The data on the effectiveness of PRP injections in adults with hip DJD are limited to a few small studies of low to moderate quality, likely resulting in overinflated estimates of benefit.
Plan de l'etude:
These authors searched several databases, conducted manual searches of the bibliographies of included studies, and contacted authors of clinical trials and conference abstracts to identify studies that evaluated platelet-rich plasma (PRP) injections in treating adults with hip degenerative joint disease (DJD). They included 8 studies with 331 participants; 5 were randomized trials that compared PRP with hyaluronic acid. The overall quality of all studies was low to moderate, and the randomized trials, specifically, were poor to middling in quality. The authors report slight differences in the preparation of the PRP, the dosing frequency and interval, as well as the use of leukocyte-rich versus leukocyte-poor PRP. Additionally, the follow-up ranged from 4 months to 14 months. Despite all this variability, the authors chose to pool the data.
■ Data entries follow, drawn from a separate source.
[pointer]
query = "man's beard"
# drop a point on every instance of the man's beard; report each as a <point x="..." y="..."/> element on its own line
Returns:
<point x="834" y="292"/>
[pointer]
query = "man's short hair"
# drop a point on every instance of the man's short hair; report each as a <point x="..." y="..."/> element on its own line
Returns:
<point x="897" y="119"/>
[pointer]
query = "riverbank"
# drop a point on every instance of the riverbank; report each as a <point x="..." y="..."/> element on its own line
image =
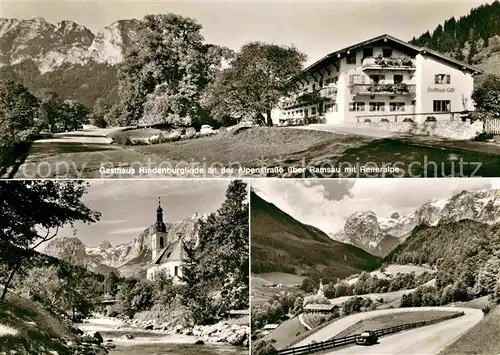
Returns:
<point x="129" y="337"/>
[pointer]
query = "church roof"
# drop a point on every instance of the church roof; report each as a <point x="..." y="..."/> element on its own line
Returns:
<point x="176" y="251"/>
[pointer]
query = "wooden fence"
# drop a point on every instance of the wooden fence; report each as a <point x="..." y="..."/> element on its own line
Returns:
<point x="334" y="343"/>
<point x="492" y="125"/>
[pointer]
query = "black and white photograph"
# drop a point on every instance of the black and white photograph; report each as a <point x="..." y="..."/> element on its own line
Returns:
<point x="201" y="89"/>
<point x="375" y="266"/>
<point x="124" y="267"/>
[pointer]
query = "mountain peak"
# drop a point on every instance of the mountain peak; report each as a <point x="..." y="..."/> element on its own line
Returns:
<point x="105" y="245"/>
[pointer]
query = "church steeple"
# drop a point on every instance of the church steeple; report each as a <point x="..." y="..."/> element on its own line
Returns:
<point x="160" y="226"/>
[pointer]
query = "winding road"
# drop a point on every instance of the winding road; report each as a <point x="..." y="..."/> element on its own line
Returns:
<point x="425" y="340"/>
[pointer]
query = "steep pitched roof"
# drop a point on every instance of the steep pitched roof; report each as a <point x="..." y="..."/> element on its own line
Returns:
<point x="385" y="37"/>
<point x="176" y="251"/>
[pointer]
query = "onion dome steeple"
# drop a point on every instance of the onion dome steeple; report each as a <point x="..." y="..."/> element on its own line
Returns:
<point x="160" y="226"/>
At least all the studies used the same 10-cm visual analog pain scale. The patients receiving PRP injections had a greater degree of improvement than the control patients (net difference 1.6/10); not surprisingly, though, these data were markedly heterogeneous (I2 = 75.8%). This difference is right at the minimum clinically important difference. Overall, at the conclusion of each study, there was no significant difference in function. Finally, 3 of the studies reported that adverse events were infrequent, mild, and transient.